Be on your guard, they warned me. A new danger was rising, they warned me. Christianity itself was about to face its greatest existential threat, they warned me. With imprecations like these, some of my evangelical leaders warned me about insidious villains emerging from the dark realm to destroy the very fabric of faith. These shadowy figures could be identified by their alluring devil-may-care philosophy: postmodernism.
Maybe you recall such dire forecasts uttered by pastors and writers on the spectre of postmodernism. But if not, allow me to jog your memory with this completely unbalanced and overly-concise summary of postmodern tenets:
- So-called ‘objective facts’ can’t be trusted. Why not? Because people and powers can formulate, reformulate and manipulate those facts to support their own agendas.
- Hence, there is no such thing as indisputable ‘truth’. ‘Truth’ is, at least, flexible and, at most, unknowable. Your ‘truth’ is no more or less true or absolute than my ‘truth’.
- Likewise, morality and ethics are relative; they’re constructs of the cultures and systems from which they emerge.
- Postmodernists are thus suspicious of all power structures, whether social, political, religious or otherwise.
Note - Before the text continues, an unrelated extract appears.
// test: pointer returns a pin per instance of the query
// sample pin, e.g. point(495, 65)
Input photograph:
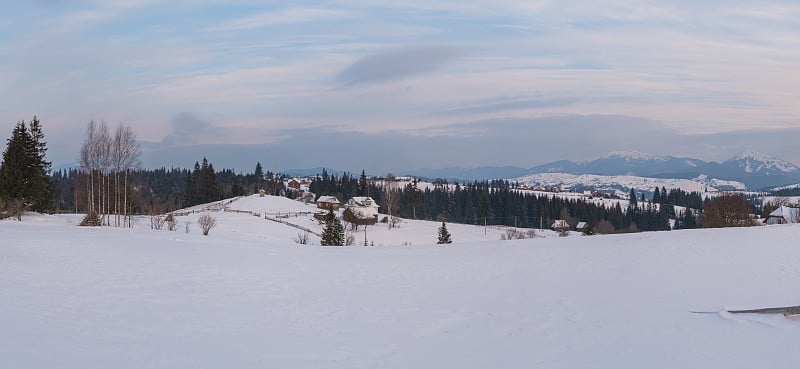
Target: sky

Maybe it was the appeal of mystery that accompanied postmodern ideas. Maybe it was its ‘rebel without a cause’ sensibilities. Maybe it was the smouldering come-hither stare of deconstructionist and postmodernist icon Jacques Derrida. But evangelical elder statesmen insisted (to me, to others…maybe to you) that postmodernism was luring many acolytes, not just from secular society, but frighteningly, from within the church. The devil was inside the walls!
If you and I and every faithful Christian didn’t stand firm against the rising tide, the world would devolve into a relativist soup, into which all faith, certainty, morality and truth would disappear.
And alas, it turns out, those leaders were prophetic: we have indeed witnessed the decay of truth, ethical behaviour and faith.
Of course, what those leaders didn’t foresee was that so many evangelicals — so many of these leaders themselves — would turn out to be some of the biggest relativists of all. They’ve empowered a demagogue to define the parameters of ‘truth’ as he saw fit and revered his words as the only truth that matters, while excusing his amoral speech and behaviour as insignificant. They’ve dismissed plain facts and the copious evidence behind them as ‘part of the-other-guy’s wicked plot’. In many cases, they’ve even espoused wild and nonsensical conspiracy theories and proliferated them. In short, they’ve been only too happy to make up truth as they’ve gone along.
Don’t mistake this for a detached revelry in one of the ironies of our time; this is a lament. Because as they predicted, faith itself (in other words, allegiance to Jesus and his Way) has deteriorated. What now stands in its place is a hideous chimera: a militant, nationalist, hyper-partisan, xenophobic, racially-insular doomsday cult, masquerading as genuine faith. More than that, it has almost given up the pretence of being something different.
But hey, you know what? I still have hope! I have hope that evangelicalism can be resurrected as something new and something better. I believe that because, though that generation of leaders who preached the dangers of postmodernism has largely sold its soul in exchange for favours, many among them have resisted. I believe that because so many in my generation, and even more in the younger generations, are abandoning jingoistic syncretism and religious silliness in an serious effort to recover undivided allegiance to Jesus, the true power of his death, resurrection and ascension, and the force of his words.
It’s an ironic turnabout, but they’re the ones who are searching for truth and resisting a certain relativism — that of so many of their leaders, parents and friends.